FDA in April said adverse event reports showed three deaths, 45 patient infections and 159 cases of device contamination related to inadequate reprocessing of duodenoscopes used for pancreas and bile duct procedures between Oct. 15, 2018, and March 31, 2019.
The agency also released interim results from post-market studies by the manufacturers showing higher contamination rates in duodenoscopes than were previously known: 5.4% of samples tested positive for "high concern" bacteria and an additional 3.6% found "low concern" bacteria.
In March 2018, the agency sent warning letters to the three firms for not complying with postmarket surveillance study requirements. But none of the three companies has completed the required post-market studies quickly enough, according to FDA.
"We’d like to see strong evidence that proper cleaning and reprocessing can virtually eliminate any bacteria residue that can spread infections," Center for Devices and Radiological Health Director Jeff Shuren said in a statement in April. "Currently, that evidence is lacking, and we’re considering what additional regulatory actions may be necessary."
A spokesperson for Murray told MedTech Dive that the letter to the three duodenoscope manufacturers is not meant to be duplicative of actions FDA is already taking.
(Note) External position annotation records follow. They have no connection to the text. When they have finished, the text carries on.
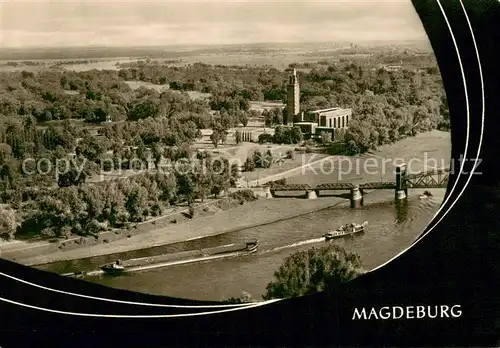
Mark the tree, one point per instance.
(8, 223)
(313, 270)
(71, 178)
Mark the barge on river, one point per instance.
(151, 262)
(346, 230)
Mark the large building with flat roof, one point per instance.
(313, 122)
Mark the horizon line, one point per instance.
(218, 44)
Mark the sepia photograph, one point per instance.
(234, 151)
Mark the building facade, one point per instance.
(293, 99)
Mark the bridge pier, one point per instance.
(356, 197)
(311, 194)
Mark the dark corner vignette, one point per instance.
(441, 291)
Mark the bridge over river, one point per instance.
(428, 179)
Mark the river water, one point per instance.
(392, 228)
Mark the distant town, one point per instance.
(97, 151)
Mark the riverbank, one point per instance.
(249, 215)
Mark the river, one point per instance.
(392, 227)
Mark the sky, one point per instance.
(125, 23)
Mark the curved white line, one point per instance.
(482, 113)
(468, 121)
(133, 316)
(124, 302)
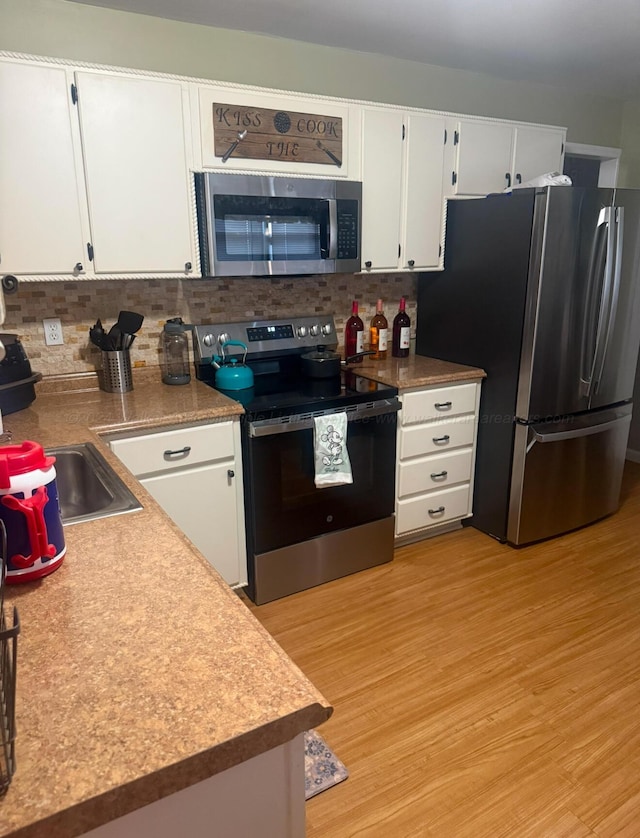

"We’re asking them to give us information of what they are going to do with the data they are collecting for the FDA," the Murray spokesperson said. "We are supportive of FDA efforts, but want to know what the companies are also doing on their own — especially as FDA waits for the full data collection."
FDA declined to comment.
Murray is asking each firm for: a copy of each Medical Device Report submitted to FDA since January 2017; information on the rate of contamination for high and low risk bacteria in the interim results; when the company expects the postmarket surveillance to be completed; any analysis of the interim results; how they plan to address the study findings; if they believe closed-channel duodenoscopes are safe for patient use; what feedback users of the duodenoscopes have provided to the firm; and if there have been efforts to redesign or modify duodenoscopes to address safety concerns.
The senator is asking each firm to respond to the inquiry by May 23.
Olympus director of public relations Jennifer Bannan told MedTech Dive the postmarket data is "receiving the highest level of attention."
"We are committed to not only understanding these results but to using these learnings to enhance the reprocessing efficiency of our medical devices," Bannan said in an email. "We are conducting root cause analyses to better understand the results. We continue to examine the data and use the information to inform ongoing enhancements to customer training, product instructions, and future product development."
Editor's note: This story has been updated with Pentax's comment.